Second again
Second with disk compression,
second with windows,
second with browsers,
now, second with 'flash'
AND their second venture into linux.
Now THAT'S what I call innovation.
An open source version of Microsoft's potential Adobe Flash challenger, Silverlight, has been developed within two months of being unveiled as a beta. Miguel de Icaza and a team of dedicated open source coders have hacked together an implementation of Silverlight they are calling Moonlight, for Linux and Unix. De Icaza came …
@Morely Dotes: You didn't even read the article did you? To quote you "They're both proprietary", erm... moonlight isn't, its open source and free, and cross platform. Read before you comment your ignorance read first, this is intended to kick the proprietary butt of microsoft.
@Anthony: to quote "I hadn't heard of this particular branch of the Mozilla project ;)", This is nothing to do with Mozilla, its from Novell's mono project of which Miguel is the shining example of how to reinvent the wheel without needing to buy the car :)
"Miguel de Icaza and a team of dedicated open source coders have hacked together an implementation of Silverlight they are calling Moonlight, for Linux and Unix."
Hmm. I hope it's 'hacked together' slightly better than Mono was ... talk about a missed opportunity.
Personally, I'll be giving it a miss - OpenLaszlo (www.openlaszlo.org) does the job just as well for me even if it does lack the feature-set of whatever the latest Web 2.0 plaything is.
Once again Mircosoft is letting down more potential users.
Why do we developers always end up forgetting about Opera. I mean if they are aiming to write code that is standards compliant then they should be aiming to have their content apearing perfect in Opera.
Maybe the same hack for using Flash in Opera on Gnu/Linux could be used for Moonlight. (aka copy the plugin into the plugins folder)
Karl, you should really read the comments (and their titles) before jumping in with both feet!
Morely Dotes was refering to SilverLight and Flash as both being proprietory, and Anthony was being amusing about a typo. Lighten up, man, it's Friday and I didn't get blown up by a bomb :-)
Chris
"Second with disk compression, second with windows, second with browsers,"
Um not if Linux is seen as a continuation of Unix. I was using X-Windows on Unix around 1986, long before Gates cloned the Apple Mac clone of X.

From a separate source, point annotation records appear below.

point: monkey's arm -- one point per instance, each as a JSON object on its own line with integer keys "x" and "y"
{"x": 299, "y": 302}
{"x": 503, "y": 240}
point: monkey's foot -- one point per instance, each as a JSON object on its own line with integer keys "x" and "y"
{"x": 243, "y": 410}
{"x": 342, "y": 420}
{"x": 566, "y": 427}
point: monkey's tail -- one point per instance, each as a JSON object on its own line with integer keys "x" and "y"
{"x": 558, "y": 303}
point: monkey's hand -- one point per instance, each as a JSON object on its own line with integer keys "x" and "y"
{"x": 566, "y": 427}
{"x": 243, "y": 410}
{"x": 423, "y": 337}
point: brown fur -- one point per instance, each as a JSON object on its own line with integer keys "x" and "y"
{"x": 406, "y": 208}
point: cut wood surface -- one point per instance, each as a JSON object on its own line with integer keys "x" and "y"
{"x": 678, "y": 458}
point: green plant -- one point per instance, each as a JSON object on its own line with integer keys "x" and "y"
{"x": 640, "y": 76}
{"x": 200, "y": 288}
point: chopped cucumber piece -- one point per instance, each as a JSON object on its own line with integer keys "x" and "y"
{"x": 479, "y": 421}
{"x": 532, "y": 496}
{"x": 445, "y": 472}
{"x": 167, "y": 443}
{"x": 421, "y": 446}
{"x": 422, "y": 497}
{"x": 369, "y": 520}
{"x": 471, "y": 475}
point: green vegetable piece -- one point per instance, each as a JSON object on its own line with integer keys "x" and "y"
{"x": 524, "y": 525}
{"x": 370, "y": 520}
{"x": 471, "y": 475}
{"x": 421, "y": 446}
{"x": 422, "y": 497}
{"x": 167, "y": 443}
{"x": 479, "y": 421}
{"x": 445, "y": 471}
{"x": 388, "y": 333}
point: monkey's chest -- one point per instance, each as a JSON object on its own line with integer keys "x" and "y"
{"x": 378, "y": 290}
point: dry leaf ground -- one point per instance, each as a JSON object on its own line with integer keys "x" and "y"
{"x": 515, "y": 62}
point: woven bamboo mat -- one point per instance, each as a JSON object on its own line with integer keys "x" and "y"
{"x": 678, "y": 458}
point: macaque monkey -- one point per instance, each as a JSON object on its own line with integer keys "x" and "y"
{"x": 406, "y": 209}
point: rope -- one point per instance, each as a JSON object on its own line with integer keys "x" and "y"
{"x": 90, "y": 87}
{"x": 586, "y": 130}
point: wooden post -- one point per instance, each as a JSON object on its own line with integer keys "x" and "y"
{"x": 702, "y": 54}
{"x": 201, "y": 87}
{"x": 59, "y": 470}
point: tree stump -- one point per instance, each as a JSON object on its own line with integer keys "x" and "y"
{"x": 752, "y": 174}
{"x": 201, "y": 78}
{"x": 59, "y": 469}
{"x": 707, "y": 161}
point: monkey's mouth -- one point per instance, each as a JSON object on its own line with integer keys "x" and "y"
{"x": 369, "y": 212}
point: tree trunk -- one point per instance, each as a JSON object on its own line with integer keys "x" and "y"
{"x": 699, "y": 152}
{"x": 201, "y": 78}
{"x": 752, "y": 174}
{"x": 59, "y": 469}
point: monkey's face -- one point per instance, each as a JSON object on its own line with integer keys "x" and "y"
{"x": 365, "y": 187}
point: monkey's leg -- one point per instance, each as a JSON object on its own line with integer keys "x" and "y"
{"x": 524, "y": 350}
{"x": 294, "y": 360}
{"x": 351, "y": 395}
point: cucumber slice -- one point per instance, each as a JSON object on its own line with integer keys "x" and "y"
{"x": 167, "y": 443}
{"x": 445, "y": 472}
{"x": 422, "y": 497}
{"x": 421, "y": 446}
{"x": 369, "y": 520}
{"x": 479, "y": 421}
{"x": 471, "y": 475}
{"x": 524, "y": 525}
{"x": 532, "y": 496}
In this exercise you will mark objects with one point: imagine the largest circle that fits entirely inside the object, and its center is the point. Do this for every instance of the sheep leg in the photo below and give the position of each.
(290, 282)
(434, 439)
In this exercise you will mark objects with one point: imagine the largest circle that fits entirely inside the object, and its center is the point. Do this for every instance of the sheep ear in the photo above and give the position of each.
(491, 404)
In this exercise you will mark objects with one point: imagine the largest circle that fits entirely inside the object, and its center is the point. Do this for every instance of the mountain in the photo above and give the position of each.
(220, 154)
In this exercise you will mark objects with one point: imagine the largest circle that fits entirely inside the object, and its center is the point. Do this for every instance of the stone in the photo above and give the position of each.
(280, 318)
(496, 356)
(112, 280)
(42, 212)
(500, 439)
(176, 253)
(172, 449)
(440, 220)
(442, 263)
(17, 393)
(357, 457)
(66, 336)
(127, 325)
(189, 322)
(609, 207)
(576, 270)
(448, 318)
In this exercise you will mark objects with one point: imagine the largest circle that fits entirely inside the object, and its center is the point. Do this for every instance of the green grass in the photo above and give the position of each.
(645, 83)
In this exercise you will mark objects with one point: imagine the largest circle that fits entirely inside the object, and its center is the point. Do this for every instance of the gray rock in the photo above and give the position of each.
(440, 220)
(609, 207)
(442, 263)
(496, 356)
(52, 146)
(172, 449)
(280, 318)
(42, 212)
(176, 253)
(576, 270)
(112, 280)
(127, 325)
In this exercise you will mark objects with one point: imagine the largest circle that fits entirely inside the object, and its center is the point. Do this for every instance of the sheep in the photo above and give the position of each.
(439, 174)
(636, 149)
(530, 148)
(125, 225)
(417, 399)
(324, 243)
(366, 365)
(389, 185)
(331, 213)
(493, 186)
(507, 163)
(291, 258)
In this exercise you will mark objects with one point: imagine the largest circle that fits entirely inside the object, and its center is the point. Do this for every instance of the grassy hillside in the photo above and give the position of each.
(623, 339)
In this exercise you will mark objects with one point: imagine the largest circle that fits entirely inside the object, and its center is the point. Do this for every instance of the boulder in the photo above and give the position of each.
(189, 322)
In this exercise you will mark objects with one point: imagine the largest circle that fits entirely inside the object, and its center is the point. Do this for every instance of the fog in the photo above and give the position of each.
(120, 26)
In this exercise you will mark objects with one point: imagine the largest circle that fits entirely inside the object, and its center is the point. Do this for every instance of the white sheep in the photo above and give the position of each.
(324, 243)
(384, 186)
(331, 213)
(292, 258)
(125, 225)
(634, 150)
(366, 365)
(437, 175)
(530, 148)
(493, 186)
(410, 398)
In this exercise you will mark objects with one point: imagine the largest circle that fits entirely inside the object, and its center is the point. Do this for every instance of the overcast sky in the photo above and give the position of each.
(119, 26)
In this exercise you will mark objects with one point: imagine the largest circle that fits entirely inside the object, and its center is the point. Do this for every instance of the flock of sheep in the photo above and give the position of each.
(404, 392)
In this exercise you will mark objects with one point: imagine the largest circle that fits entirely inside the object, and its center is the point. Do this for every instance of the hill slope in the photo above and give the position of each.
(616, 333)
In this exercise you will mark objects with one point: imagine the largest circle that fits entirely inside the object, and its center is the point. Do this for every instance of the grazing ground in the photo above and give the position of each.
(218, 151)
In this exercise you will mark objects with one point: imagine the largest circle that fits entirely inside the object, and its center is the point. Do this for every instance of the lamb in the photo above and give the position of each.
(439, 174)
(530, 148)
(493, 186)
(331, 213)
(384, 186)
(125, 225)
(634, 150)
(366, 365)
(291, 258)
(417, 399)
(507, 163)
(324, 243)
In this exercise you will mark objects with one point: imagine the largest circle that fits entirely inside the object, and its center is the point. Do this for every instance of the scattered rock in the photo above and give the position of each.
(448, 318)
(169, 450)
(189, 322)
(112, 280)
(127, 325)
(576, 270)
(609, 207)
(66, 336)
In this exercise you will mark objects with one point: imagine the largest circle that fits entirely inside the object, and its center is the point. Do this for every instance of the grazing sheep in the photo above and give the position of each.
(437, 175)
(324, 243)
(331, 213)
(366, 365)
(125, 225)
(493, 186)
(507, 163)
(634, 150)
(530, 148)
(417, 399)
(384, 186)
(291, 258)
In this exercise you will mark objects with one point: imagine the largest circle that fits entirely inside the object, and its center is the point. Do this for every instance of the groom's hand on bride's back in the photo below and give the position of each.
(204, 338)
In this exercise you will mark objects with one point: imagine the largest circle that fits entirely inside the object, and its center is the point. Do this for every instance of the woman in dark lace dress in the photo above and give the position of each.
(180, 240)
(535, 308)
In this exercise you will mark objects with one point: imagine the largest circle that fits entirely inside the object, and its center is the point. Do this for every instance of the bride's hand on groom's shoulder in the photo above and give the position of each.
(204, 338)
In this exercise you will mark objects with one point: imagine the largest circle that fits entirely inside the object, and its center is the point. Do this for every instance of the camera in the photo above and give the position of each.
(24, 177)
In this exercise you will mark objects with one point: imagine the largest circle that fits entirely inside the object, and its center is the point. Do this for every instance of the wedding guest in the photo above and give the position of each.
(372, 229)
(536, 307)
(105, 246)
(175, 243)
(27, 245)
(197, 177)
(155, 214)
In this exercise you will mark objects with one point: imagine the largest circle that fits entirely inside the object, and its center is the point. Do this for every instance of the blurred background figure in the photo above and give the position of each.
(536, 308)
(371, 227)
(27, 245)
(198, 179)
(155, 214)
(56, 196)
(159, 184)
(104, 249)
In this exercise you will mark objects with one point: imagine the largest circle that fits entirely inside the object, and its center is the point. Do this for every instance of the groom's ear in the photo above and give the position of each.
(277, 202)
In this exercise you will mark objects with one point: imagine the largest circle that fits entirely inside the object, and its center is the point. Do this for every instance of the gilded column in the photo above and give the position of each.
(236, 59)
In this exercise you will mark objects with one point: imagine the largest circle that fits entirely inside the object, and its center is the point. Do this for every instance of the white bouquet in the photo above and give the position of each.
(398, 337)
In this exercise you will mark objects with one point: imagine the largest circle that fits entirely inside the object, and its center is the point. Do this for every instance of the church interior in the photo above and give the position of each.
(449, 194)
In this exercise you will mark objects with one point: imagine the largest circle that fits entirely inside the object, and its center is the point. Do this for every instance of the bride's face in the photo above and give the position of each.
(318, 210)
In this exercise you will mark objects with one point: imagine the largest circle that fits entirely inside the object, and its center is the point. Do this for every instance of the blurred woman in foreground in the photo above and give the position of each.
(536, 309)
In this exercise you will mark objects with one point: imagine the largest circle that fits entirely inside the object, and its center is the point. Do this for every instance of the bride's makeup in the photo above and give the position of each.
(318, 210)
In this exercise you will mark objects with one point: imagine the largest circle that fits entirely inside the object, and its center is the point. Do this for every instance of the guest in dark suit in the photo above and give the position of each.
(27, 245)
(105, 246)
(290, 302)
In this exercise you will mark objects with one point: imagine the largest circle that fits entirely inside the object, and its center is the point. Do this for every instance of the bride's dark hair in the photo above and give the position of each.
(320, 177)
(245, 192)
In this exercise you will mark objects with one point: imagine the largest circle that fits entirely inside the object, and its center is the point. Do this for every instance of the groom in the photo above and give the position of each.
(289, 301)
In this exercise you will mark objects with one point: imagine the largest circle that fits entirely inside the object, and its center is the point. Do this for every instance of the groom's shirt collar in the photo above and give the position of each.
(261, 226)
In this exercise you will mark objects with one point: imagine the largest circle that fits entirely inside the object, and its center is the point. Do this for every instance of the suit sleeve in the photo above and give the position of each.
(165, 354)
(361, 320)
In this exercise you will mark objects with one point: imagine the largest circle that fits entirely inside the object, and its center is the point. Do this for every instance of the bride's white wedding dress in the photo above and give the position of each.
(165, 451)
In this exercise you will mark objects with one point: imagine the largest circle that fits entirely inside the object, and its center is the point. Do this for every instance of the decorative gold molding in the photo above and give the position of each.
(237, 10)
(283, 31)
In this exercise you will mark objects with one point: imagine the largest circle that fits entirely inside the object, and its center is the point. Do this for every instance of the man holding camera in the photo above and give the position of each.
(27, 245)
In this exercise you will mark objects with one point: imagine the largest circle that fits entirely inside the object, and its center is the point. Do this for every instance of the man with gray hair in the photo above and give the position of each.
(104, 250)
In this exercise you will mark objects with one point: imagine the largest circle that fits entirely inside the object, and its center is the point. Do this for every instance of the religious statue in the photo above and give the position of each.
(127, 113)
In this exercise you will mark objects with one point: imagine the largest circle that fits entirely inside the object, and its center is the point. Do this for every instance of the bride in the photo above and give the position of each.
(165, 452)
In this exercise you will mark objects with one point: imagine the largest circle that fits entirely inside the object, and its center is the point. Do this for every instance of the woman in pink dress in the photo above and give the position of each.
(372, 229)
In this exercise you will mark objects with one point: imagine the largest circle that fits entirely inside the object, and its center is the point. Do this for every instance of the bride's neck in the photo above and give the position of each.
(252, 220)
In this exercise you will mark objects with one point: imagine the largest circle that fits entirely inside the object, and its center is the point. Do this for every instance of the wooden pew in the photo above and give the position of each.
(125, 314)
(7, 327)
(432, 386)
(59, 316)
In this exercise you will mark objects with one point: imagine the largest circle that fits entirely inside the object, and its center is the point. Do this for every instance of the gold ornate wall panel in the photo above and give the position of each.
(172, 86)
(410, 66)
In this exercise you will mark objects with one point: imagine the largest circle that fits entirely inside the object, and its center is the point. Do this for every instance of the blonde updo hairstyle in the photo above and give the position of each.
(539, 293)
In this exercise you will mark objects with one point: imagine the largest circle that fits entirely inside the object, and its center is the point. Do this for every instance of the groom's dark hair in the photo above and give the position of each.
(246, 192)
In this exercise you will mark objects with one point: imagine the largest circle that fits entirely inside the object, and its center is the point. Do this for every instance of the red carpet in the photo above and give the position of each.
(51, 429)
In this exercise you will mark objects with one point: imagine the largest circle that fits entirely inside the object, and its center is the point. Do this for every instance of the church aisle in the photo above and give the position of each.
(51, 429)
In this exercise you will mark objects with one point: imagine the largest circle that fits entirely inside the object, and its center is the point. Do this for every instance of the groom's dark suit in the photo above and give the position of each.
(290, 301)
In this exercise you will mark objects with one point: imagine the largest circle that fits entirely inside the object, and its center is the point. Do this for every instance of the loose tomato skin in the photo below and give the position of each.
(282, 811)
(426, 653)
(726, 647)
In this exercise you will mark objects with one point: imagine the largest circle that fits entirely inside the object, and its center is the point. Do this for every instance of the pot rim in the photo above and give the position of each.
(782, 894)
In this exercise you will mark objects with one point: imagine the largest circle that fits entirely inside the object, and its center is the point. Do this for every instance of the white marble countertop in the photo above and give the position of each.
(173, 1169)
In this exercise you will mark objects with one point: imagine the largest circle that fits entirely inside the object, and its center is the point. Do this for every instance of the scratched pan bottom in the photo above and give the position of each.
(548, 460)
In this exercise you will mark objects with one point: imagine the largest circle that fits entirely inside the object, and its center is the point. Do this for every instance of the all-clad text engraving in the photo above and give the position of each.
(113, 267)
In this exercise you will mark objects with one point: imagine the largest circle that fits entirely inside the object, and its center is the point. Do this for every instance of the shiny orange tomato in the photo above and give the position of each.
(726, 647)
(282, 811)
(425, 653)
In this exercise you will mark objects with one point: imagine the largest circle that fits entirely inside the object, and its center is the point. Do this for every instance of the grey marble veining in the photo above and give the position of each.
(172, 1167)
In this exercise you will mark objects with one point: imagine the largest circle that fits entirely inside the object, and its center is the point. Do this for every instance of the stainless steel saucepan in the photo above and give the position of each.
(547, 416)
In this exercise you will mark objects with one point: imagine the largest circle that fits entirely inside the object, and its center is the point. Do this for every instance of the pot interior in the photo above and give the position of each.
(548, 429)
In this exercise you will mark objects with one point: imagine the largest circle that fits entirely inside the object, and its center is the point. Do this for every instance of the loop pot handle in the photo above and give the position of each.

Most Windows/MSDOS users abandoned disk compression after they tried it and discovered how much harder it was to recover data after an error disabled their filesystem. Microsoft didn't invent this, they violated Stac Electronic's patents to catch up with DR-DOS which had filesystem compression first, and Microsoft had to pay to settle this one with Stac later. Linux wasn't second with disk compression - this idea just never caught on perhaps because Linux users value the integrity of their data more. Besides, Linux has less need for this if you compare the sizes of files created by typical applications.
http://en.wikipedia.org/wiki/MS-DOS#Legal_issues
The web was developed with a browser and servers on NeXTSTEP in 1991 and the first browser to combine text and graphics in the same window, NCSA Mosaic was developed on Unix and released in 1993 prior to the Windows port.
http://en.wikipedia.org/wiki/Mosaic_%28web_browser%29
It seems that someone needs to study his computing history. Zero marks if you were one of my students.
Linix is not a continuation of UNIX. Linux is NOT UNIX, otherwise SCO would be laughing their asses off right about now, rather than near bankrupt.
Apple's GUI was a copy of / clone of / inspired by the Xerox PARC desktop, run on the Xerox Alto machine, not X
1986 is not long before Windows, v1 of Windows was released in 1985 and v2 was released in 1987. They weren't that brilliant at the time, but at least you didn't have to have a massively expensive UNIX workstation to run them.
Most DOS users abandonded disk compression when the prices of hard drives fell. Data recovery isn't that much harder with a compressed disk, although the impact of a disk/image file corruption is far higher (typically you have to recover everything on the compressed volume's host file.)
Other than that, top marks on your computer history lesson.
De lcaza is spending a lot of his lifetime on porting the windows apps to linux/unix/whatever, and there's a serious reason why he's doing that. Although I can't prove it, and will never prove, but I'm sure he's getting direct support from MS for doing that, be it money or anything else.
MS has now another good reason to say that Linux is infringing on its patents.
I hope Silverlight will have a slow death just as the MS version of Java had.
MS hates interoperability, but most notably fear Linux: they claim Linux is too unimportant to create a Silverlight version for it, but it's the ONLY OS they are bulling and fighting on their 'get the FUD' page.